Hacker News new | ask | show | jobs
by npteljes 349 days ago
What I experienced is that AI is a nightmare on AMD in Linux. There is a myriad of custom things that one needs to do, and even that just breaks after a while. Happened so much on my current setup (6600 XT) that I don't bother with local AI anymore, because the time investment is just not worth it.

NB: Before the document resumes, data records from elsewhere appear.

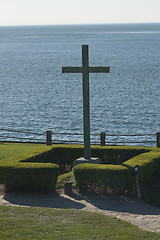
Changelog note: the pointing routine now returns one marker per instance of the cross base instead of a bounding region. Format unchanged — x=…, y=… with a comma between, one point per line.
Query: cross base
x=84, y=160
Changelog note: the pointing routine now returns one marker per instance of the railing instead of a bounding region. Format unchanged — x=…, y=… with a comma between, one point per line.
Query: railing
x=49, y=137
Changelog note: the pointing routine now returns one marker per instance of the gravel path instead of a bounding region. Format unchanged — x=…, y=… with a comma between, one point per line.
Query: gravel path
x=131, y=210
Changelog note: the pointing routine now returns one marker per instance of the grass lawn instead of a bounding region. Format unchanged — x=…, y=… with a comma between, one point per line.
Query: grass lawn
x=13, y=149
x=44, y=223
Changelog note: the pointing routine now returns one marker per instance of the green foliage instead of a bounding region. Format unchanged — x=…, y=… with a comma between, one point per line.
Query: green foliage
x=18, y=174
x=65, y=155
x=36, y=168
x=118, y=178
x=102, y=178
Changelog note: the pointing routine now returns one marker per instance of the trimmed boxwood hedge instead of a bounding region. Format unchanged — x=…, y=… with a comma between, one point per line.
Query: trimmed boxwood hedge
x=106, y=177
x=38, y=170
x=65, y=155
x=19, y=174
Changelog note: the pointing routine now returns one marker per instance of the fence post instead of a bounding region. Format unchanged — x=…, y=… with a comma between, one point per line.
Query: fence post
x=158, y=139
x=48, y=137
x=103, y=138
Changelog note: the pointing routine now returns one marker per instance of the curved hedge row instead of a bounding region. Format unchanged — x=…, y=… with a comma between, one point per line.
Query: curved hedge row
x=107, y=177
x=19, y=174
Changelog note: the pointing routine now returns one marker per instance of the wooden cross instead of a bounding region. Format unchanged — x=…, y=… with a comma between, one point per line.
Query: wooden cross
x=85, y=70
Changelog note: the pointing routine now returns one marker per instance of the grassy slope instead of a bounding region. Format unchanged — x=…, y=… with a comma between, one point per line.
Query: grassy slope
x=13, y=149
x=43, y=223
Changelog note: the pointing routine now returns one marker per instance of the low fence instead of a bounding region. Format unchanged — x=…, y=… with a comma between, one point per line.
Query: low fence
x=49, y=137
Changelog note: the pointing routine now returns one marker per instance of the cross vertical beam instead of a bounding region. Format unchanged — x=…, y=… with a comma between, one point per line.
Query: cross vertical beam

It's not that I can't live like this, I still have the same card, but if I were looking to do anything AI locally with a new card, for sure it wouldn't be an AMD one.

3 comments

I don't have much experience with ROCm for large trainings, but NVIDIA is still shit with driver+cuda version+other things. The only simplification is due to ubuntu and other distros that already do the heavy lift by installing all required components, without much configuration.
Oh I'm sure. The thing is that with AMD I have the same luxury, and the wretched thing still doesn't work, or has regressions.
On Ubuntu, in my experience, installing the .deb version of the CUDA toolkit pretty much "just works".
I set up a deep learning station probably 5-10 years ago and ran into the exact same issue. After a week of pulling out my hair, I just bought an Nvidia card.
Are you referring to AI training, prediction/inference, or both? Could you give some examples for what had to be done and why? Thanks in advance.
Sure! I'm referring to setting up a1111's stable diffusion webui, and setting up Open WebUI.

Wrt/ a1, it worked at one point (a year ago) after 2-3 hours of tinkering, then regressed to not working at all, not even from fresh installs on new, different Linuxes. I tried the main branch and the AMD specific fork as well.

Wrt/ Open WebUI, it works, but the thing uses my CPU.